C’est avec Zandra Rhodes qu’il débute la première de ses collaborations en 1983. “Chaque créateur est différent, bien sûr. Chacun a sa propre vision et le modiste doit avoir suffisamment confiance en lui pour se mettre en empathie. Un des talents incontournables qu’il doit posséder, c’est une bonne qualité d’écoute. Et je ne parle pas d’échanges de mails, mais bien de face à face. C’est pour ça qu’on a l’impression que je suis toujours entre deux avions. On discute, on papote, ensuite on en arrive à parler chapeau et c’est une période de stimulation importante parce qu’on apprend à se connaître. J’emporte mon carnet de croquis partout, je commence à dessiner dans les airs. Mon job, c’est de prendre l’esthétisme du designer, le mien, de les combiner et d’en sortir quelque chose à mettre sur une tête ! Un chapeau pour une collection de Jean Paul Gaultier ou Marc Jacobs doit cadrer avec leur approche créative, mais apporter aussi une note inattendue.
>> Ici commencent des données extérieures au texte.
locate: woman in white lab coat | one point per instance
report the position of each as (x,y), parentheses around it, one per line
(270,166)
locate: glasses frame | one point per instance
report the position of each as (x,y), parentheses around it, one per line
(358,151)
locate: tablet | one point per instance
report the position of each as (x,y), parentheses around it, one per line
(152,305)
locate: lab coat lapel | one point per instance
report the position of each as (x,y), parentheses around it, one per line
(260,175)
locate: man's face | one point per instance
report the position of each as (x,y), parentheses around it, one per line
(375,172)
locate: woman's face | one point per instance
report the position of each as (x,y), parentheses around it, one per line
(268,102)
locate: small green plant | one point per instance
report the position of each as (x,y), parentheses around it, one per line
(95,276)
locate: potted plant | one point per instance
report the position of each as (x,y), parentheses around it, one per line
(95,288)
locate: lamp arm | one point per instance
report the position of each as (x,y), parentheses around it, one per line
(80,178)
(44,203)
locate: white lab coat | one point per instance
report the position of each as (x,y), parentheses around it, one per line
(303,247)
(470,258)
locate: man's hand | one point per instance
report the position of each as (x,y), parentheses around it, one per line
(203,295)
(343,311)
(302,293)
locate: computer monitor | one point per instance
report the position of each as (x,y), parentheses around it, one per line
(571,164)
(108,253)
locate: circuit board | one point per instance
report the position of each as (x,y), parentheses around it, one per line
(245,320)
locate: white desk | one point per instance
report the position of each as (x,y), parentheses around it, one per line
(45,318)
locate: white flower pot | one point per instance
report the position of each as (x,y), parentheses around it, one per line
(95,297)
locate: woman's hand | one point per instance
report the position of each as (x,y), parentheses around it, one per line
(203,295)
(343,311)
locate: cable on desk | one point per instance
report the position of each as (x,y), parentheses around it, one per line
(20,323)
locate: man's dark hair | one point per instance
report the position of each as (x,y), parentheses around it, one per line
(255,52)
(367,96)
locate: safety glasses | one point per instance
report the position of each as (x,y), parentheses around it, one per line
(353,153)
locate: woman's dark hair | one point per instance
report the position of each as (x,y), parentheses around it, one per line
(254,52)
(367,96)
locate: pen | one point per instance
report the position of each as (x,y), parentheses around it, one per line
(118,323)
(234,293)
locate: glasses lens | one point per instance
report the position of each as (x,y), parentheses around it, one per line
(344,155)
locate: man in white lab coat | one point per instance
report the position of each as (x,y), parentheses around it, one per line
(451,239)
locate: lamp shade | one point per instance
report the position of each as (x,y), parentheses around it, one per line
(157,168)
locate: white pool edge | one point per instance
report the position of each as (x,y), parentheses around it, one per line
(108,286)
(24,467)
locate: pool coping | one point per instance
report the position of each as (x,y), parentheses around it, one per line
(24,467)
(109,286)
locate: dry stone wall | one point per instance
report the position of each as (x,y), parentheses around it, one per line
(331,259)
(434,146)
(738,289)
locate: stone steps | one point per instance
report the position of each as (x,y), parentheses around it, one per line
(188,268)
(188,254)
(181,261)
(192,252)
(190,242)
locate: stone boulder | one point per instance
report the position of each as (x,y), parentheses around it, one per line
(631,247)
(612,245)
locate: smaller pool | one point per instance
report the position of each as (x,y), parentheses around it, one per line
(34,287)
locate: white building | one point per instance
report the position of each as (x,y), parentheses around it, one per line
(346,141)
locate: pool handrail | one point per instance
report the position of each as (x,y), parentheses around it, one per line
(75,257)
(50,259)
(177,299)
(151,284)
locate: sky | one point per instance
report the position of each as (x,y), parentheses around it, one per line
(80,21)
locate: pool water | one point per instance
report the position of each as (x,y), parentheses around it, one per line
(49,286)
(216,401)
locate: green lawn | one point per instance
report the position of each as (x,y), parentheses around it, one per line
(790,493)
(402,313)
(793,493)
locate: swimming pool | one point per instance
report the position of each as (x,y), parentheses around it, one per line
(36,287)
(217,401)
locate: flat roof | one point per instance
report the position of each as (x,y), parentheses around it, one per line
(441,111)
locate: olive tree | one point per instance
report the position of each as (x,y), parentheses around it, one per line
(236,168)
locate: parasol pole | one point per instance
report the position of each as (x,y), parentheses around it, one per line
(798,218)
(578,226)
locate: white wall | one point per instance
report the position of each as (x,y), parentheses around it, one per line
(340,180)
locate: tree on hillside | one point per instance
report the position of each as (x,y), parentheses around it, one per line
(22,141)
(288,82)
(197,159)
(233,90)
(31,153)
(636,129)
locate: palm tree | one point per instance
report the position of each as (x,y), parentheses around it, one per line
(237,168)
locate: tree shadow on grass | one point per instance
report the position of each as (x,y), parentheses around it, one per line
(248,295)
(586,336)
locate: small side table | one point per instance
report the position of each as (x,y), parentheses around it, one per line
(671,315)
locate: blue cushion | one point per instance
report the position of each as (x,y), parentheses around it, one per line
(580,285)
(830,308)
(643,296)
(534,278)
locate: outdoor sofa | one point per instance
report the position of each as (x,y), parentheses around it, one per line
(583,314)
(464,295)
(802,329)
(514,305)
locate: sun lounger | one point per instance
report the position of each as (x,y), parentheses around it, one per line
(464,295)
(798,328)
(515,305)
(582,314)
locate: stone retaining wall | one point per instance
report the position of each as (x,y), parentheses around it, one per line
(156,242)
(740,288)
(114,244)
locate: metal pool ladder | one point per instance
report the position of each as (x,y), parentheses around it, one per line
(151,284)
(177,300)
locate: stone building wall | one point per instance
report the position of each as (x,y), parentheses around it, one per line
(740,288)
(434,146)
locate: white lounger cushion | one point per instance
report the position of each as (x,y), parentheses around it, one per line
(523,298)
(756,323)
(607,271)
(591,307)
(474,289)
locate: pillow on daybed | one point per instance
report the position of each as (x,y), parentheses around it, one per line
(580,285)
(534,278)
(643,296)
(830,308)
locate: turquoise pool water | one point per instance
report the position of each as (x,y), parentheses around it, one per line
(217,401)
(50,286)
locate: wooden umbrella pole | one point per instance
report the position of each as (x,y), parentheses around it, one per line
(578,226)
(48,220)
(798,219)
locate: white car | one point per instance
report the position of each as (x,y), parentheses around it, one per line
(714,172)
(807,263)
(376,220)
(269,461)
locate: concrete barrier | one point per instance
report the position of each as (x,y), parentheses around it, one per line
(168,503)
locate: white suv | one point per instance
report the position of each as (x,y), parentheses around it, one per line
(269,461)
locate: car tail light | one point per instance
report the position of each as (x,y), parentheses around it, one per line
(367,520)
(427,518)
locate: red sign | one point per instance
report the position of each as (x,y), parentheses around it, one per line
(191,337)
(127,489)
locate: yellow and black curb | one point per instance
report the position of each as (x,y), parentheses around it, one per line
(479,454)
Le chapeau peut parfois être un point d’exclamation, parfois un point final. J’ai tout un lexique grammatical dans la tête.

  
  
  
  

Il travaillait pour John Galliano depuis 1993, et a été très surpris quand le couturier l’a informé qu’il partait pour Paris, travailler chez Givenchy, et qu’il voulait que Stephen le suive pour collaborer sur ses collections couture. Givenchy n’a été qu’une courte étape, le temps de deux collections couture et deux collections prêt-à-porter. Jusqu’à ce que Galliano décroche le poste très convoité de responsable du design pour Christian Dior, et qu’il demande à nouveau à Stephen de le suivre. Anciens étudiants de la Central Saint Martins, ils se connaissaient surtout des nuits dans les clubs londoniens. Mais c’est Stephen qui, à l’époque, était le plus expérimenté sur le plan international : depuis la fin des années 70, il fréquentait les ateliers des plus grands noms : Jean Paul Gaultier, Azzedine Alaïa, Claude Montana et Thierry Mugler.